Generic Drugs Come of Age

Generic-drug manufacturers look to expand into biologics and complex dosage forms. This article contains bonus online-exclusive material.
Dec 02, 2009
Volume 33, Issue 12

Jill Wechsler
Since the enactment of the Hatch-Waxman Act 25 years ago, the generic-drug industry in the US has grown exponentially. The landmark Drug Price Competition and Patent Term Restoration Act of 1984 generated more than 1000 applications for new generic drugs in its first year, boosting generic-drug use initially to 22% and to nearly 30% by 1989. Sales have tripled in the past decade, from $15 billion in 1999 to nearly $50 billion today. Generic drugs now account for 70% of prescriptions in the US, as health plans, payers, and pharmacy-benefit managers (PBMs) promote these inexpensive medications as a bioequivalent way to reduce healthcare costs and facilitate patient access to important treatments. Industry analysts anticipate further growth as brand-name products with about $60 billion in sales lose patent protection over the next two years.

One aim of the 1984 legislation was to maintain a balance between encouraging generic-product development and maintaining incentives for innovation. This goal has been tested over the years by efforts on both sides to game the system. Generic-drug makers have aggressively challenged drug patents before scheduled expiration,

and brand-name manufacturers have delayed the market entry of generic drugs through 30-month stays, citizen petitions, and deals to "authorize" generic products that are less threatening to the brand.

Ensuring quality

Such intense market competition has generated disputes about the quality and safety of generic products. Officials at the US Food and Drug Administration maintain that the agency's test procedures and standards ensure that an approved generic drug will yield the same clinical results and safety profile as the reference product. Such assurance, though, requires clear documentation that generic drugs are made according to good manufacturing practices (GMPs) and in compliance with regulatory requirements.

Holding a majority of the market, generic-drug makers have to assume more responsibility for informing doctors and patients about how to use drugs safely, commented FDA's Deputy Commissioner Joshua Sharfstein at the annual meeting of the Generic Pharmaceutical Association (GPhA) in September 2009. He noted that overdoses of acetaminophen, for example, can cause liver damage and urged greater industry collaboration on important public-health issues.

At GPhA's fall technical conference in October 2009, Helen Winkle, director of the Office of Pharmaceutical Science (OPS) in FDA's Center for Drug Evaluation and Research (CDER), described efforts to ensure safety throughout the drug product life cycle that involve more collaboration between CDER offices that approve new drugs and those that regulate generic drugs. She anticipates that more information about how generic drugs will be involved in CDER's Safety First initiative will be included in an upcoming guidance.

The emphasis on safety should help the generic-drug industry deal with questions about product quality and general skepticism about the equivalence of generic drugs. Gary Buehler, director of OPS's Office of Generic Drugs (OGD), pointed to publications and television programs featuring individual patients who claimed extreme adverse reactions to generic therapies. Recent FDA approval of generic versions of new epilepsy treatments has generated complaints from neurologists about poor patient response and serious adverse events related to these new products.

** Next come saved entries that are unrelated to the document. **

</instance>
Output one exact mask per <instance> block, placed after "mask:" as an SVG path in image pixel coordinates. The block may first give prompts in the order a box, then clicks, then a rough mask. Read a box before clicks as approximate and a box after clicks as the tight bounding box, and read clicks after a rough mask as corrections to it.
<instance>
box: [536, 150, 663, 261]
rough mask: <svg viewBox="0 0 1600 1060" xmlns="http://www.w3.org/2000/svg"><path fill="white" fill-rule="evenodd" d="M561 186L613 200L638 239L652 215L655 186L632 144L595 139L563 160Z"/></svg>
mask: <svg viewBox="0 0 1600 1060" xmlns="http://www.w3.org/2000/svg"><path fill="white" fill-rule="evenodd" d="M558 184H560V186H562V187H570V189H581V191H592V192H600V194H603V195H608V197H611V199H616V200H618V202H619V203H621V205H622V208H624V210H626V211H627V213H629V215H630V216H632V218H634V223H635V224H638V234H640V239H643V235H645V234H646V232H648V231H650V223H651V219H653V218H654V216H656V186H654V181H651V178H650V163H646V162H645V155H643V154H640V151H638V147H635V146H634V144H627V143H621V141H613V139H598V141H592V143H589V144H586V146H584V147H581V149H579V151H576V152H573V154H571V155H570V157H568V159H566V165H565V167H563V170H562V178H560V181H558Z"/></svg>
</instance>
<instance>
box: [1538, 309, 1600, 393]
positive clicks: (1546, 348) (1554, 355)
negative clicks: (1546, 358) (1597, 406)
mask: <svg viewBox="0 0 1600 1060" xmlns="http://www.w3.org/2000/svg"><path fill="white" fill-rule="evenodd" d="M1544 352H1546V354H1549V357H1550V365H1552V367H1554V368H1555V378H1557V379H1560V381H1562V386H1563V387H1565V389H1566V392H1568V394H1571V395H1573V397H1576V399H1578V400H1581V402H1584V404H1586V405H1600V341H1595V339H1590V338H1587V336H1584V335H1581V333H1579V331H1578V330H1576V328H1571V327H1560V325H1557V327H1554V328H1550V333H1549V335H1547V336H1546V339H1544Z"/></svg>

In addition, a wave of product recalls and FDA warnings about lax generic-drug manufacturing practices have tarnished the industry's image and aggravated public concerns. FDA compliance officials are looking hard at drug companies in the US and abroad, Winkle noted, including generic-drug makers who fail to respond quickly and completely to Warning Letters or to plant-inspection citations.

Last year, FDA banned the importation of Ranbaxy (Gurgaon, India) products from two plants in India and subsequently halted the review of new applications until the company addressed charges of data-falsification at its Paonta Sahib, India, facility. FDA hit KV Pharmaceuticals (St. Louis) with a consent decree in March 2009 after years of inadequate responses to inspection reports and letters citing GMP violations.

Another consent decree requires Caraco Pharmaceutical Laboratories (Detroit) to submit a remedial plan and conduct audits of its Michigan facility following a high-profile product seizure. FDA also recalled some 50 drug products produced at Actavis's (Haf-narfjordur, Iceland) New Jersey plant and blocked the importation of drugs made by Apotex (Toronto) when the firm failed to address batch failures and GMP deficiencies at its Ontario plant.

Manufacturers have a responsibility to be vigilant in monitoring manufacturing processes and supply chains, particularly those for active ingredients and excipients, Winkle emphasized.

At the GPhA meeting, CDER compliance officer David Jaworski highlighted the importance of securing contractors and suppliers with a high commitment to quality. Contractor agreements, he noted, should allow for periodic audits, describe clear procedures for handling changes, and provide full information on deviations, changes, out-of-specification results, investigations, and adverse events.

As the demand for affordable generic drugs grows, it's important for the public to have confidence in these treatments, Buehler noted. "Many Americans are waiting for our products," he said, "but we want them to be the products they are waiting for."